COMMENTARY The National Association Of Realtors, which likes to bill itself as providing "the premier measurement of the residential real estate market," is restating sales figures for the last four years. (Coincidentally the exact duration of the real estate market implosion.) When the new numbers are released on Wednesday we will know how far beyond disastrous the situation really is.

The NAR says that as a result of "re-benchmarking" it found an "updrift" in estimates of home sales. Lawrence Yun, the NAR's chief economist, claims all this is nothing out of the ordinary:

Revision and re-benchmarking are very common in economic data. Because nearly all measurements make assumptions, any changes related to those underlying assumptions will lead to a drift in the measurement. One of the most important economic data is GDP (gross domestic product), produced by the Department of Commerce, and this data undergoes frequent revisions.

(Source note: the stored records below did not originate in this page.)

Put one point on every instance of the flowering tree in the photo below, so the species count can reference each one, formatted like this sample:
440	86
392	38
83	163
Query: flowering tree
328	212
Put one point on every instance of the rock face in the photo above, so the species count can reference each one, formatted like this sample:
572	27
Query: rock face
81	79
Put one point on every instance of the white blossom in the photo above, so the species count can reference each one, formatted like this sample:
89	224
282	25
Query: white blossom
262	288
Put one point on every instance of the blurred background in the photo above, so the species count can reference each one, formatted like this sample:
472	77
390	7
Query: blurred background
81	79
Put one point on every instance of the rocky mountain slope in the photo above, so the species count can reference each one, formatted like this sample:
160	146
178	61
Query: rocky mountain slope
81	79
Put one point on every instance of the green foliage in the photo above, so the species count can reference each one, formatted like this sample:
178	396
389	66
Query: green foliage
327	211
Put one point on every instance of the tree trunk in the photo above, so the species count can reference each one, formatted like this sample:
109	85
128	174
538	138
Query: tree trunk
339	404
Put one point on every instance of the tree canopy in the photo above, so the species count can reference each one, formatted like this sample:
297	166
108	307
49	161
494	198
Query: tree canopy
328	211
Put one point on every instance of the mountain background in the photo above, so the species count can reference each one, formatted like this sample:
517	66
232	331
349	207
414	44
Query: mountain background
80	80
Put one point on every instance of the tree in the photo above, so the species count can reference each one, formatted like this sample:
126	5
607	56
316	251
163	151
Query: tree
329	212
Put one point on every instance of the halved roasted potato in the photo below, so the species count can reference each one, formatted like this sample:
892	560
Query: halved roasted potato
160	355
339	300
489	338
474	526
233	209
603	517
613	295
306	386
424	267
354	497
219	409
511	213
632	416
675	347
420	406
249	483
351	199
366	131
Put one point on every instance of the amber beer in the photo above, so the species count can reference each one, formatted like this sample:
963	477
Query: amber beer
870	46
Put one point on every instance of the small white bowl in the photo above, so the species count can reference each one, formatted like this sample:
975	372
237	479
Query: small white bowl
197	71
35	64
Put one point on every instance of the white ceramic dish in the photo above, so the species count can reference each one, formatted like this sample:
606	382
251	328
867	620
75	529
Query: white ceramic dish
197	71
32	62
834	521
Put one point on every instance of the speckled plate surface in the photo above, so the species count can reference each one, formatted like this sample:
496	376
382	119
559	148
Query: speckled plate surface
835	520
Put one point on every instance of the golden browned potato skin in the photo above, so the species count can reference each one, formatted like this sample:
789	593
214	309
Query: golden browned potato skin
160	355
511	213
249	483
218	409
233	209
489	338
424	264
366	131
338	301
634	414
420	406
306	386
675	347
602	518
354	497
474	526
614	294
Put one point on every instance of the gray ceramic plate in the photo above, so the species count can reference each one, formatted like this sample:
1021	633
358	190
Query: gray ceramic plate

Dear Larry, the Commerce Department revises its number quarterly and clearly says that these are preliminary - not definitive - numbers. It turns out the NAR hasn't double checked its math in five years - leaving room for a lot of "updrift." Especially in the "unprecedented" recent changes in the real estate market.

According to Walter Molony of the NAR, the organization had relied on the U.S. Census, which is done every 10 years, to provide an independent benchmark of sales data. In the most recent tally, the Census Bureau changed what information it gathered - eliminating the information NAR had relied on. That means they were relying on information as much as a decade out of date. Even so, Molony says, "The Census information was the gold standard to go by." 

A year ago NAR realized their model was off and began searching for a new source of information to base their numbers on, Molony said. They let the public know this had happened via a footnote added to each release. They continued to release sales numbers despite knowing they were off.

Under NAR's agreement with the SEC, it can't release any information on the existing-home sales revisions until Wednesday, but Molony characterized them as "notable" even though they won't change the month-to-month characterization of whether home sales went up or down. There's a lot of wiggle room in there.

If all this seems a bit harsh, consider what David Lereah, Larry's predecessor as chief economist for NAR, told CNN in 2009 after he left his job:

I worked for an association promoting housing, and it was my job to represent their interests. If you look at my actual forecasts, the numbers were right in line with most forecasts. The difference was that I put a positive spin on it. It was easy to do during boom times, harder when times weren't good. I never thought the whole national real estate market would burst. ... I was a public spokesman writing about housing having a good future. I was wrong.

Maybe the NAR has shaped up and is flying right since Lereah left. However, they're going to have to go a long way to prove they don't have a vested interest in putting out numbers that don't always updrift.